Sandalphon looks up at him, and Lucifer isn’t really seeing him. He doesn’t understand. A perfect being wouldn’t know the first thing about being imperfect.

But he smiles anyway, the first smile he’s worn in years, painful and cracking at the edges because. It’s what he wants in this half-hearted, plastic kind of way.

“Thank you,” he says, as Lucifer gathers his wings around to embrace him.

* * *

Six wings, ripped from his body and discarded,

Given to Yehoel, not Sandalphon, the intended replacement of the supreme primarch.

Power at his fingertips. A head in his grasp. Fury given form when he begins to scream, and he does not stop.

* * *

Six wings, four given by the elements, two of his own, to topple the greatest foe the sky has ever known.

Yehoel cared nothing for the sky.

Sandalphon cares for it, for Lucifer’s memory, for the trust placed in him. He is the air and earth and music and water and fire and desire and unrequited love whispered in the cracks of existence. He is Sandalphon. He is Sandalphon. He is defiance.

He is a blade borne against the ultimate creator. He is a murder of crows unto himself and he is a murderer.

He slaughters the End of the World and abandons Eden with a hand reaching out to him. An imperfect being can never begin to understand the thoughts of a perfect being,

But perhaps Lucifer can learn, now, the weight of the waiting and the unrequitance.

* * *

“I heard, once,” Lucio addresses him on a breezy day, “That you had a different name when you were born.”

Sandalphon keeps his back turned, pinning up laundry with stone-cold efficiency. “Did you now.”

“A bird told me,” Lucio resumes-- his voice gets louder, meaning he’s turned towards Sandalphon, “That once, you didn’t know what you were supposed to embody.”

His back grows stiff. His fingers tighten on the pins. What would Lucio know of--

“The desire to please and to escape,” murmurs Lucio, “When the master’s words are not enough-- is not a foreign feeling.”

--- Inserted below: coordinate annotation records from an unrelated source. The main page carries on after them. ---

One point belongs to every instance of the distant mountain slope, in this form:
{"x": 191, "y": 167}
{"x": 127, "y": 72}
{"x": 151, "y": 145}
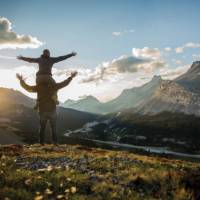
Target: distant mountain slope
{"x": 87, "y": 104}
{"x": 129, "y": 98}
{"x": 173, "y": 97}
{"x": 173, "y": 130}
{"x": 191, "y": 79}
{"x": 179, "y": 95}
{"x": 11, "y": 96}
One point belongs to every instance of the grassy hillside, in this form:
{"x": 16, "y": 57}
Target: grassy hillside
{"x": 76, "y": 172}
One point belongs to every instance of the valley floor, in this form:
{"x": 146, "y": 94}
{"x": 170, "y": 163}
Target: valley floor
{"x": 77, "y": 172}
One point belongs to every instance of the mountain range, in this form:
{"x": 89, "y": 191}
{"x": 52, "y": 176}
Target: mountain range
{"x": 179, "y": 95}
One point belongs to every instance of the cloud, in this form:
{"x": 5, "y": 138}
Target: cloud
{"x": 146, "y": 52}
{"x": 168, "y": 49}
{"x": 10, "y": 39}
{"x": 187, "y": 45}
{"x": 120, "y": 33}
{"x": 116, "y": 34}
{"x": 171, "y": 74}
{"x": 145, "y": 60}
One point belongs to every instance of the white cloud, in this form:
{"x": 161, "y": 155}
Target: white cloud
{"x": 168, "y": 49}
{"x": 10, "y": 39}
{"x": 187, "y": 45}
{"x": 116, "y": 34}
{"x": 196, "y": 57}
{"x": 169, "y": 73}
{"x": 120, "y": 33}
{"x": 146, "y": 52}
{"x": 146, "y": 59}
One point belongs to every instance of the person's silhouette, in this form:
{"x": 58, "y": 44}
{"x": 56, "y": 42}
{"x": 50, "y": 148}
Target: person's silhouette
{"x": 46, "y": 63}
{"x": 46, "y": 105}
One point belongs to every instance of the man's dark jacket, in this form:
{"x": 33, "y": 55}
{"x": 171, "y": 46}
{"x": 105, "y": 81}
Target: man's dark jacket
{"x": 45, "y": 92}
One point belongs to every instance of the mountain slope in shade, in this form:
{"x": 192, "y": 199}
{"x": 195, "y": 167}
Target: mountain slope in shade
{"x": 11, "y": 96}
{"x": 173, "y": 97}
{"x": 87, "y": 104}
{"x": 129, "y": 98}
{"x": 191, "y": 79}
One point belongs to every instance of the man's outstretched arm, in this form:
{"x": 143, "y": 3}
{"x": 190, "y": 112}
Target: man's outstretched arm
{"x": 66, "y": 82}
{"x": 31, "y": 60}
{"x": 25, "y": 85}
{"x": 61, "y": 58}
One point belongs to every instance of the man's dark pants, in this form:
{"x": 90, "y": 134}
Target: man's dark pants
{"x": 44, "y": 118}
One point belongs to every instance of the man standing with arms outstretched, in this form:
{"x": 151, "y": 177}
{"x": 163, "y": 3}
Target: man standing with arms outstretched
{"x": 46, "y": 105}
{"x": 46, "y": 63}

He whips around to find a peacefully smiling face. It makes him sick. “What does that even mean?”

Lucio grins and says, “I have no idea. I heard it from a bird. I thought you might like to hear it.”

 _You are not alone_. An attempt to bridge the gap.

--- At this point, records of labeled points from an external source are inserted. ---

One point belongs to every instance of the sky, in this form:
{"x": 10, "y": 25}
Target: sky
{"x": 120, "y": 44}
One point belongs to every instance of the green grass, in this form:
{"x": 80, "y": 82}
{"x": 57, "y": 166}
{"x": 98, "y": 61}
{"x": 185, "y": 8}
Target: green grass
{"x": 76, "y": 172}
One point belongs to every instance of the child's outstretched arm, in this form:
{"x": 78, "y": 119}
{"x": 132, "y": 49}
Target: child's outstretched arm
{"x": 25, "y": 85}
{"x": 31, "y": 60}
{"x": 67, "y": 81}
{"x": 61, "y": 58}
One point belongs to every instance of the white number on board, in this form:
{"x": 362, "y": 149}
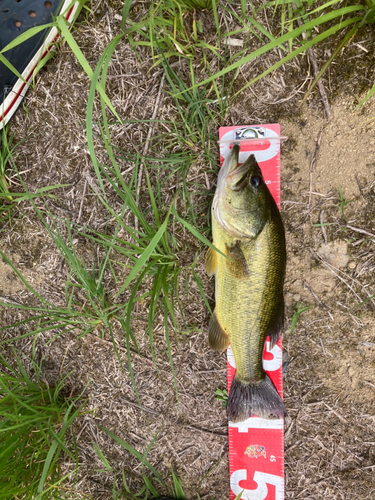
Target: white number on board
{"x": 262, "y": 479}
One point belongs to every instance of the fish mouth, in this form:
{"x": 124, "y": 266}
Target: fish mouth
{"x": 230, "y": 163}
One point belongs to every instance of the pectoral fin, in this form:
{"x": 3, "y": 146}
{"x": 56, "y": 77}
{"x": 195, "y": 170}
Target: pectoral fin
{"x": 217, "y": 337}
{"x": 276, "y": 326}
{"x": 236, "y": 263}
{"x": 211, "y": 262}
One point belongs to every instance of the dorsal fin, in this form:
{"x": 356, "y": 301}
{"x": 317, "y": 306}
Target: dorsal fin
{"x": 210, "y": 262}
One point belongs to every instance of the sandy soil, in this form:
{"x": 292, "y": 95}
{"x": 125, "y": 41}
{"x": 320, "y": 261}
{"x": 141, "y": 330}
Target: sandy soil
{"x": 330, "y": 384}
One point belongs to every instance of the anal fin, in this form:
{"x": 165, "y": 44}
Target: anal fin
{"x": 217, "y": 337}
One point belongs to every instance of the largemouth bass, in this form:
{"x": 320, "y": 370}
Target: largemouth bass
{"x": 247, "y": 228}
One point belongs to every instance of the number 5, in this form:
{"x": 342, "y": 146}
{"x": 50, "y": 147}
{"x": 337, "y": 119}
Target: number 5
{"x": 262, "y": 479}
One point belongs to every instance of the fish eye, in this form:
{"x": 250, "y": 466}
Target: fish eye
{"x": 255, "y": 181}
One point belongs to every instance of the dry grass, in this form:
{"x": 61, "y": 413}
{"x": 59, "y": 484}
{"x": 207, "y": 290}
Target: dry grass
{"x": 329, "y": 388}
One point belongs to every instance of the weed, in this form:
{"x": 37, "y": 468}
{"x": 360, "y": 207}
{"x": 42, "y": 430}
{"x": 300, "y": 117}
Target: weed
{"x": 153, "y": 483}
{"x": 165, "y": 31}
{"x": 35, "y": 421}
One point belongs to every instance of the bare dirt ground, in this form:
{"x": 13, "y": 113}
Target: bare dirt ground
{"x": 330, "y": 384}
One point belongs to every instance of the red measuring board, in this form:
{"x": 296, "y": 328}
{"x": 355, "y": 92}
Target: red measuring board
{"x": 256, "y": 446}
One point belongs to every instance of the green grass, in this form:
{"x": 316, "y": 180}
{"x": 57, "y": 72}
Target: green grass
{"x": 154, "y": 484}
{"x": 167, "y": 32}
{"x": 35, "y": 434}
{"x": 303, "y": 24}
{"x": 10, "y": 177}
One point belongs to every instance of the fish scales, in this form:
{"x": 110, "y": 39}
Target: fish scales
{"x": 247, "y": 229}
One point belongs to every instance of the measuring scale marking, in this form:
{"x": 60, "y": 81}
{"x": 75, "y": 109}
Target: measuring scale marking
{"x": 256, "y": 446}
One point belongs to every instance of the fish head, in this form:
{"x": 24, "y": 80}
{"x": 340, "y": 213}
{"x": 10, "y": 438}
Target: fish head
{"x": 241, "y": 203}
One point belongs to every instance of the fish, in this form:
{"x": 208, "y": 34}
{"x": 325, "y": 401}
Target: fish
{"x": 249, "y": 268}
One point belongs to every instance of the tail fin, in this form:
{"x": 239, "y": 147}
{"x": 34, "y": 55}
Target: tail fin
{"x": 247, "y": 400}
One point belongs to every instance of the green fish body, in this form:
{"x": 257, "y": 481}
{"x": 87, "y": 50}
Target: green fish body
{"x": 249, "y": 277}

Sandalphon scowls and drops all of his tension in a heavy sigh, retreating to a further corner of the starboard.

Lucio watches him in that same fond, wanting way with which Adam had once beheld Eve.

* * *

“Welcome home,” Jegudiel says. There is no answer, because there is no mouth to reply to him. He wraps his tired arms around Eve, wings furling around the both of them. Blue flame licks at his skin but he pays no attention. This is the man he loves. “I missed you.”

The head of blue flame buries into his shoulder. He laughs softly.

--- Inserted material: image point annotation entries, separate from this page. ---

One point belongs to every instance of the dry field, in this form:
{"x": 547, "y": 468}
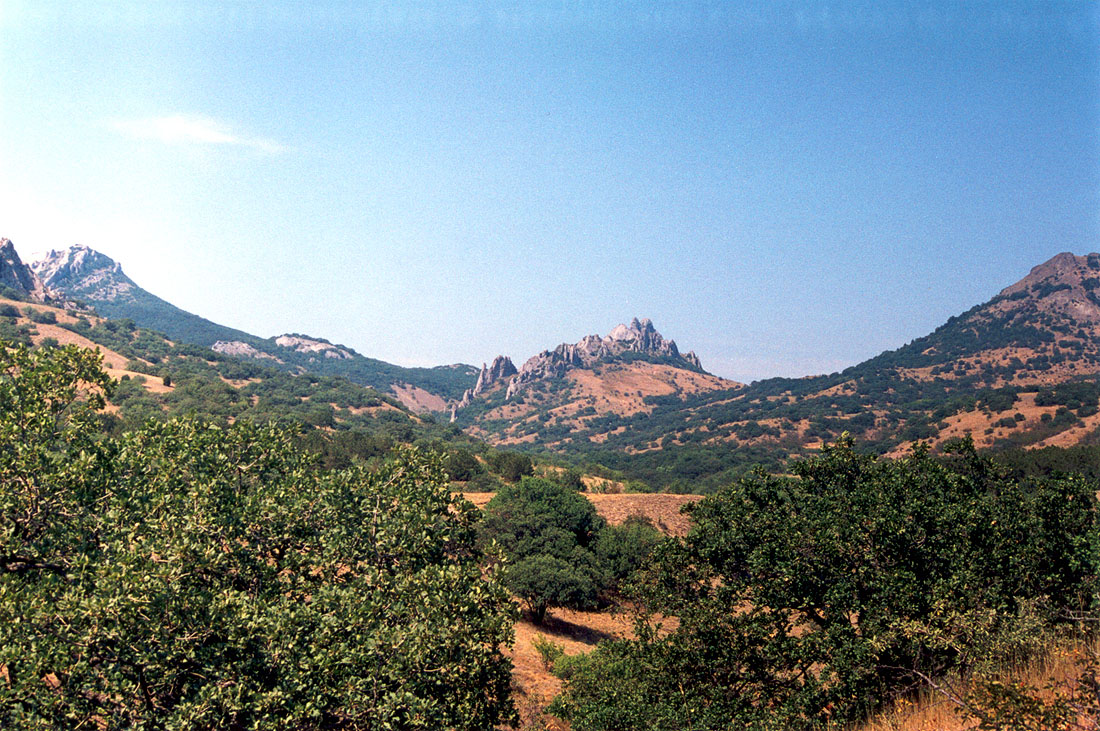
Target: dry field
{"x": 580, "y": 631}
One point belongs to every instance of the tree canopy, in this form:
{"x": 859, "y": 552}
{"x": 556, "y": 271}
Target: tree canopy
{"x": 190, "y": 576}
{"x": 805, "y": 600}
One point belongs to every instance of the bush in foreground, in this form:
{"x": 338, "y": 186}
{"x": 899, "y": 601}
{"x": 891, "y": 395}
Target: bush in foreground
{"x": 193, "y": 577}
{"x": 804, "y": 601}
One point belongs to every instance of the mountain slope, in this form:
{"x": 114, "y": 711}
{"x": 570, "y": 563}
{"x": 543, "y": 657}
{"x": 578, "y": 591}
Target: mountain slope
{"x": 84, "y": 274}
{"x": 1020, "y": 369}
{"x": 572, "y": 390}
{"x": 17, "y": 278}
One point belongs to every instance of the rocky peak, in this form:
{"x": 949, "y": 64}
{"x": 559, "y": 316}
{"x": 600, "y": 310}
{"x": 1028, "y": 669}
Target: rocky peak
{"x": 639, "y": 336}
{"x": 1066, "y": 285}
{"x": 17, "y": 275}
{"x": 490, "y": 376}
{"x": 86, "y": 274}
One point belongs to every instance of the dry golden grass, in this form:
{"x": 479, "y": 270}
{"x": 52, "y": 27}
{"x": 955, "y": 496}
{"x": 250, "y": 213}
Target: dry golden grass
{"x": 663, "y": 510}
{"x": 928, "y": 710}
{"x": 113, "y": 363}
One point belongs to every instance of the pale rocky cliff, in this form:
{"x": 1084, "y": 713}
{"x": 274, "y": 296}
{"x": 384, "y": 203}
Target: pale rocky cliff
{"x": 18, "y": 276}
{"x": 639, "y": 336}
{"x": 85, "y": 273}
{"x": 310, "y": 345}
{"x": 490, "y": 376}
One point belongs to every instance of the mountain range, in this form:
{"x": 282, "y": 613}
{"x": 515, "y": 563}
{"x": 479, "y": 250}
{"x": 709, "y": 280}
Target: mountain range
{"x": 1019, "y": 369}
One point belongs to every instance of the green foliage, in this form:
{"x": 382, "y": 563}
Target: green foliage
{"x": 798, "y": 596}
{"x": 462, "y": 465}
{"x": 546, "y": 532}
{"x": 623, "y": 549}
{"x": 188, "y": 576}
{"x": 510, "y": 465}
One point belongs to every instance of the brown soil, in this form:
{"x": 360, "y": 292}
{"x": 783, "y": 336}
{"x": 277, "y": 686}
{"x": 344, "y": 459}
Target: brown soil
{"x": 663, "y": 510}
{"x": 418, "y": 400}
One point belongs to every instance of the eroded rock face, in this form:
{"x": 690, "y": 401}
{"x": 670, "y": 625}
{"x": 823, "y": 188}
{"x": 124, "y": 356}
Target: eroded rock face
{"x": 86, "y": 274}
{"x": 639, "y": 336}
{"x": 17, "y": 275}
{"x": 490, "y": 376}
{"x": 238, "y": 349}
{"x": 303, "y": 344}
{"x": 1064, "y": 286}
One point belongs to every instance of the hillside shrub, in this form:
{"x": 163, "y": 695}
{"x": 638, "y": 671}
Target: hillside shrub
{"x": 546, "y": 532}
{"x": 804, "y": 600}
{"x": 187, "y": 576}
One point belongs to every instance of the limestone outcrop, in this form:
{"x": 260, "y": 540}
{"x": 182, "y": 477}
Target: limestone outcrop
{"x": 18, "y": 276}
{"x": 639, "y": 338}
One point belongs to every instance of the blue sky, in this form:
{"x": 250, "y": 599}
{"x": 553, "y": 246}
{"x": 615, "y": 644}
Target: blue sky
{"x": 785, "y": 188}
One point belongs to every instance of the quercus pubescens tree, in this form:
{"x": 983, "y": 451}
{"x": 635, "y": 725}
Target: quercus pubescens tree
{"x": 187, "y": 576}
{"x": 805, "y": 600}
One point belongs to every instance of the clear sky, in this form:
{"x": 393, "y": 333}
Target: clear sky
{"x": 784, "y": 188}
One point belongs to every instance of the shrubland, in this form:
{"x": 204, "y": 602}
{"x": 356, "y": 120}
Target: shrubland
{"x": 188, "y": 575}
{"x": 805, "y": 600}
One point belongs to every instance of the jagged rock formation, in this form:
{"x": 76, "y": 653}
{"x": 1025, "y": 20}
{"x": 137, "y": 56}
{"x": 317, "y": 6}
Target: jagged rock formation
{"x": 19, "y": 276}
{"x": 238, "y": 349}
{"x": 639, "y": 336}
{"x": 490, "y": 376}
{"x": 303, "y": 344}
{"x": 1066, "y": 285}
{"x": 85, "y": 273}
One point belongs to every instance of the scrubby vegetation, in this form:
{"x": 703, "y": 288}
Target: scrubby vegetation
{"x": 193, "y": 576}
{"x": 806, "y": 600}
{"x": 250, "y": 549}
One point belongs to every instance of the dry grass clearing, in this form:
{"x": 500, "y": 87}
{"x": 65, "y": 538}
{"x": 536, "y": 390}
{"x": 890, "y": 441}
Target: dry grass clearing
{"x": 663, "y": 510}
{"x": 932, "y": 711}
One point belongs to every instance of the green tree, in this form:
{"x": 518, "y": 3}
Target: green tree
{"x": 510, "y": 465}
{"x": 805, "y": 600}
{"x": 546, "y": 532}
{"x": 623, "y": 549}
{"x": 188, "y": 576}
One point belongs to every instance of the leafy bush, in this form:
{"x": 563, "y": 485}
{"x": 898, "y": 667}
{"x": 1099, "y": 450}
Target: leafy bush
{"x": 546, "y": 532}
{"x": 189, "y": 576}
{"x": 510, "y": 465}
{"x": 623, "y": 549}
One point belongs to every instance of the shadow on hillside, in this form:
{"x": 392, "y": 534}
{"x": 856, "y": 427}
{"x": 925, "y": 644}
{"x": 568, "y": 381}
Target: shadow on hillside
{"x": 563, "y": 628}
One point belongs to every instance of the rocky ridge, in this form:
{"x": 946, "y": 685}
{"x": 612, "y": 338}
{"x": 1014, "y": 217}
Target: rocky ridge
{"x": 639, "y": 338}
{"x": 490, "y": 376}
{"x": 312, "y": 346}
{"x": 18, "y": 276}
{"x": 237, "y": 349}
{"x": 85, "y": 273}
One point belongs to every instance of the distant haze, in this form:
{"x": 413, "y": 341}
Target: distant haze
{"x": 783, "y": 188}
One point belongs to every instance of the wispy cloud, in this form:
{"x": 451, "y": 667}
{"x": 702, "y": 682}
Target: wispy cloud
{"x": 178, "y": 129}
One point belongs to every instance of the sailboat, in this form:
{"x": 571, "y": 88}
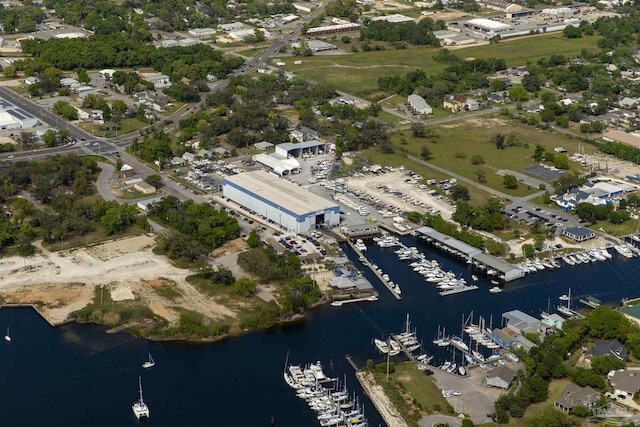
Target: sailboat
{"x": 140, "y": 409}
{"x": 149, "y": 363}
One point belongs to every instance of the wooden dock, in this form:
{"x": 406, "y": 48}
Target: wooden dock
{"x": 376, "y": 272}
{"x": 380, "y": 400}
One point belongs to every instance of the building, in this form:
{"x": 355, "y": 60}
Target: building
{"x": 280, "y": 201}
{"x": 159, "y": 81}
{"x": 232, "y": 26}
{"x": 418, "y": 105}
{"x": 578, "y": 234}
{"x": 455, "y": 105}
{"x": 278, "y": 164}
{"x": 574, "y": 396}
{"x": 626, "y": 382}
{"x": 331, "y": 29}
{"x": 301, "y": 149}
{"x": 144, "y": 188}
{"x": 522, "y": 323}
{"x": 126, "y": 171}
{"x": 500, "y": 377}
{"x": 612, "y": 348}
{"x": 202, "y": 32}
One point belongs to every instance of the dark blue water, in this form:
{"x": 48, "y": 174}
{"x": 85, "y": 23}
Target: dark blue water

Eve -- Lucilius -- will burn out soon, ashes and shards of ichor that he will slowly put back together. That is the purpose of Jegudiel. But the purpose of Belial is much different, see.

Jegudiel puts Eden back together.

Belial tears it all down and loves every fragment of Eve-Lucilius-Eve he comes across.

“Cil, Cilius, Lucilius,” he says like a prayer, and the burning arms embrace him in quiet supplication.

They lay together on an invisible floor, stars swirling around them. Belial points out upside-down constellations while Lucilius slowly extinguishes in his arms.

“I love you,” he says proudly. “Every bit of you.”

Lucilius places a palm on his bare chest, long enough that it brands Belial and leaves a mark. It’s painful but he laughs.

The heavens themselves could not change who they are now, the most stubborn monsters since the serpent in the garden.

**Notes for the Chapter:**

> Jegudiel presides over labour and Friday. He wields a whip.  
> Eve is the mother of human creation in many Jewish, Islamic, and Christian mythos.  
> Yehoel (Joel) is the angel of mediation and fire.

**Author's Note:**

> Title and summary adapted from works by Christine Love.